Hoy me compré un paraguas por primera vez desde que rompí el que tenía a los seis años, ese rojo con animalitos dibujados. Lo enganché en un poste de luz cuando jugaba a ser Mary Poppins. Mamá se enojó y nunca más tuve uno. Hasta ahora. Fue como traicionarme un poco porque siempre fui amiga de los techitos, pero hoy tenía una entrevista y si caía empapada iba a quedar mal.

Es amarillo como el de la chica en esa película que te encanta. Si me contratan el próximo mes me compro el piloto para hacer juego. Las botas si me parecen un exceso, pero ¿Quién sabe? Dicen que este año va a ser muy lluvioso.

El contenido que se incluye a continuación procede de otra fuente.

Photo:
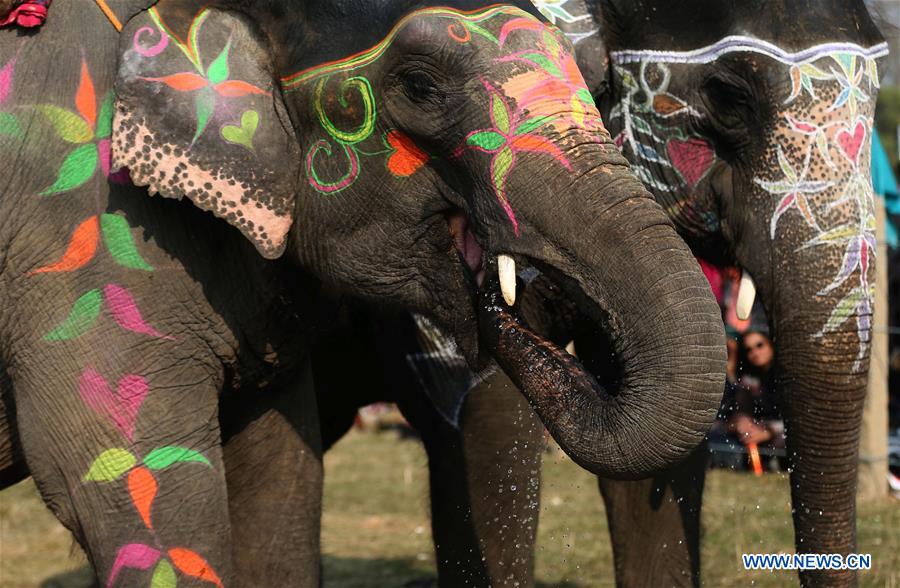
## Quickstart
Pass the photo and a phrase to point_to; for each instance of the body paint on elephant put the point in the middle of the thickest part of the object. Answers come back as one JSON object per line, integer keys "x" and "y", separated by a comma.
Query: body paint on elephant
{"x": 210, "y": 84}
{"x": 88, "y": 127}
{"x": 331, "y": 84}
{"x": 573, "y": 17}
{"x": 121, "y": 408}
{"x": 826, "y": 123}
{"x": 549, "y": 95}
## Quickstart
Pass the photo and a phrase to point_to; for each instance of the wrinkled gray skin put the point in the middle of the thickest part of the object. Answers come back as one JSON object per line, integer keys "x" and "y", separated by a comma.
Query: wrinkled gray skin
{"x": 191, "y": 339}
{"x": 738, "y": 104}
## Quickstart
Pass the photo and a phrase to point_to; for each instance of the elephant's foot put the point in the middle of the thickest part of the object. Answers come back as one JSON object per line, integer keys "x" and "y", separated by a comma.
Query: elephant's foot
{"x": 655, "y": 525}
{"x": 131, "y": 463}
{"x": 273, "y": 461}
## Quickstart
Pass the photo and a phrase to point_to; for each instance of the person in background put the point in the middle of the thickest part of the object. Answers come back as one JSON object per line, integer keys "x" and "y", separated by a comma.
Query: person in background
{"x": 757, "y": 418}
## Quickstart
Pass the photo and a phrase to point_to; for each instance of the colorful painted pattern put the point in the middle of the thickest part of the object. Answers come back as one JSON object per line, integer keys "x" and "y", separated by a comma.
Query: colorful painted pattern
{"x": 87, "y": 129}
{"x": 549, "y": 96}
{"x": 209, "y": 84}
{"x": 820, "y": 159}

Es una pena que no estés cerca. Cuando paró la lluvia fui a la terraza a colgar la ropa y por un minuto me distraje con los colores del cielo. Estaba tan perfecto que casi lo veo lindo. Pero no. Me dieron ganas de comer chocolate y de cruzar la 9 de Julio sin mirar. Me dieron ganas de no dejar la cama nunca más. De tomar todas las tazas de té. Es que no tenerte cerca se parece al frío, ese que te cala los huesos.Ese que no te deja mover.Ese que no te deja ser. No te estoy culpando de ser responsable de todos mis males, pero eras una excusa divina. Eras tapar el sol con un pulgar. El alivio en el tórax después de llorar un domingo. Una toalla tibia. Cuando estabas menos lejos la lluvia no molestaba y el paracetamol era un adorno en la mesita de luz. Pero ahora. Ahora me compré un paraguas.